La stagione ‘saltatoria’
inoltre diede vita a numerose feste come le ‘feste dei folli’ o le ‘feste
dell’asino’ in cui erano palesi le contaminazioni tra sacro e profano: si
trattava di ‘carnevali’ in cui ci si mascherava, si scambiavano i ruoli e in
cui non erano esclusi travestimenti, nudità e atti osceni sulla falsariga di
celebrazioni folkloristiche legate alla fertilità e mai sopite nelle campagne ma
che ora transitavano nel tessuto urbano delle fiere e dei mercati popolari.
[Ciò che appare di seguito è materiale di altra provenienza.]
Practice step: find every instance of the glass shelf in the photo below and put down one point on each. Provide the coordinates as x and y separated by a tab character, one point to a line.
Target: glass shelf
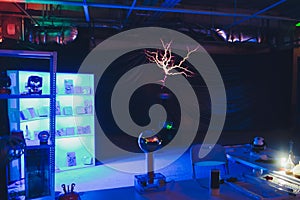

Con l’affermarsi del potere politico delle città e ancora di più nel passaggio dai Comuni alle Signorie anche i menestrelli cominciarono ad urbanizzarsi. Alcuni di loro continuarono ancora per un secolo a girovagare, godendosi in miseria la propria libertà, ma la maggior parte preferì una vita più sicura e stabile prendendo servizio presso qualche corte o presso le nascenti cappelle musicali.
Con l’avvento
delle Signorie e la nascita delle cappelle musicali nelle famiglie aristocratiche
e nelle chiese più importanti, la presenza di musici stabili venne considerata
una necessità.
In questo
momento assistiamo inoltre all’evoluzione nella musica dalla monodia alla polifonia
che favorirà la nascita di gruppi e cantori in pianta stabile che andranno a
formare l’organico delle cappelle musicali.
Per le sacre
funzioni domenicali, per le altre numerose festività religiose o per gli
intrattenimenti profani all’interno delle corti, si rese necessario l’impiego
di un gruppo, più o meno consistente, di cantori e di strumentisti che andavano
a formare la ‘cappella’, termine derivato dalla cappa o mantello di San Martino,
la reliquia più venerata in Francia e sulla quale si effettuavano giuramenti e
che in battaglia precedeva gli eserciti. Lo stesso nome veniva a designare così
sia la sacra reliquia sia il personale richiesto per un culto o per l’intrattenimento
di un nobile.
Nonostante la
figura dell’artista e del musico andasse acquisendo maggior stabilità sociale,
la paga era ancora molto bassa e i compiti non ben definiti. La durata dell’incarico
inoltre poteva dipendere dalla stima, dalla simpatia o dal patrimonio del
mecenate rendendo il musico e l’artista alla mercé delle tematiche più gradite
o favorevoli al suo padrone.
Bisognerà aspettare
l’Ottocento e l’avvento dell’individualismo Romantico perché di nuovo il
musicista o l’artista ritrovino lo slancio per vivere ed esprimersi liberamente
spesso però a costo di una vita di disagi e di stenti economici.
Nella società
ancora spiritualizzata del tardo medioevo, nel paesaggio ancora incontaminato
dei secoli che precedettero l’età moderna, la povertà non doveva essere una
condizione così opprimente come nella civiltà industriale dell’Ottocento: il
menestrello poteva scegliere di vivere con pochi mezzi godendo della semplicità
del suo modus vivendi e della condizione
di artista libero ispirato da Dio o dall’amor cortese.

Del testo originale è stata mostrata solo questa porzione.